AFAIK, the general advice is to encrypt the whole HDD or at least the whole /home partition (and its Windows equivalent), because nowadays computers tend to store lots of personal, sensitive information and it would be a tragedy if someone manages to steal a laptop. The possibilities of frauds, blackmails, identity thefts, etc., in such a case are endless.

It is hard to argue against this. However, there still remains one problem: ANY HDD failure, even a flip of one measly bit, means the loss of all data. Even if someone is rigorous and makes a backup copy every month, the loss of a whole month of work is still unacceptable.

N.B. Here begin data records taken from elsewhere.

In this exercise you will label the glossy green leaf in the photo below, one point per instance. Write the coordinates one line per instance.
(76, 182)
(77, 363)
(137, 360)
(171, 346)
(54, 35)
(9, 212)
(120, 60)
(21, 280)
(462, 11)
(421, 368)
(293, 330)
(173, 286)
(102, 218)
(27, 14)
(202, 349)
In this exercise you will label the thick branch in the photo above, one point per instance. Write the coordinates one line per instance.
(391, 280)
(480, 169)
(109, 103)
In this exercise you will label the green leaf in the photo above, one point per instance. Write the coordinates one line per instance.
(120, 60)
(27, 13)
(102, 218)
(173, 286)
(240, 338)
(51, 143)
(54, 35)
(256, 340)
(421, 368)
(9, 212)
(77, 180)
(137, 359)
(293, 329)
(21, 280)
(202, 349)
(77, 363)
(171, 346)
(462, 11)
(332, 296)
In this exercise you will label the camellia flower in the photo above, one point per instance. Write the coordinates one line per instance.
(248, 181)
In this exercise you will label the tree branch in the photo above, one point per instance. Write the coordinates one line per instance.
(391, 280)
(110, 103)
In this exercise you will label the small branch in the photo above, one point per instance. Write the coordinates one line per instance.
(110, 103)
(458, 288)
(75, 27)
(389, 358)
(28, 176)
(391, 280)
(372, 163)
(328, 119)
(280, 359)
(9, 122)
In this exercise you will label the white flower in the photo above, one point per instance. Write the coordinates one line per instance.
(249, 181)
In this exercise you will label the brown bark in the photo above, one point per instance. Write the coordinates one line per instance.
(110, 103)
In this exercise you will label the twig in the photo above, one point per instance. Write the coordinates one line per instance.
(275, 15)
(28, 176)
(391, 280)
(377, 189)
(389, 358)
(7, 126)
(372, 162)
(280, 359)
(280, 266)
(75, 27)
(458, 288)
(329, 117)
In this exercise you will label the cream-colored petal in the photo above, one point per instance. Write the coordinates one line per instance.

Personally, until now, I've never been victim of computer thievery. However, I've experienced HDD and even SSD failures many times. In all such cases I've been still able to recover the vast majority of data of these HDDs and SSDs that were not encrypted.

Admittedly, these experiences make it hard for me to explain to myself why sticking to this general advice is a good idea.

3 Answers 3


That's not how full disk encryption works. Corruption of one bit of ciphertext will only corrupt a single disk block (usually 512 bytes). See https://en.wikipedia.org/wiki/Disk_encryption_theory. Most modern FDE schemes use XTS mode.


You must balance between the risk of data loss and of data leak. And define what threat you want to mitigate: if it includes the risk of physical theft of the computer, data will be lost anyway so you must have backups.

But as usual in security, it really depends on the threat. For example in the organization I'm working in, only laptop HDDs are encrypted and not desktop ones, because the risk analyze concludes that for desktop the risk for data corruption is higher than the risk of theft, while it is the opposite for laptops. And laptop owners are provided with procedures for on server frequent backups (normally once a day).


Yes as part of your overall management philosophy. That also involves having protected storage so no corporate data gets lost in the event of HD failure.

Use of this also involves risk assessment. What's more likely to be stolen? I'd be more adamant about encrypting laptop drives than workstation drives. As part of this is the expectation and training to store everything on corporate storage.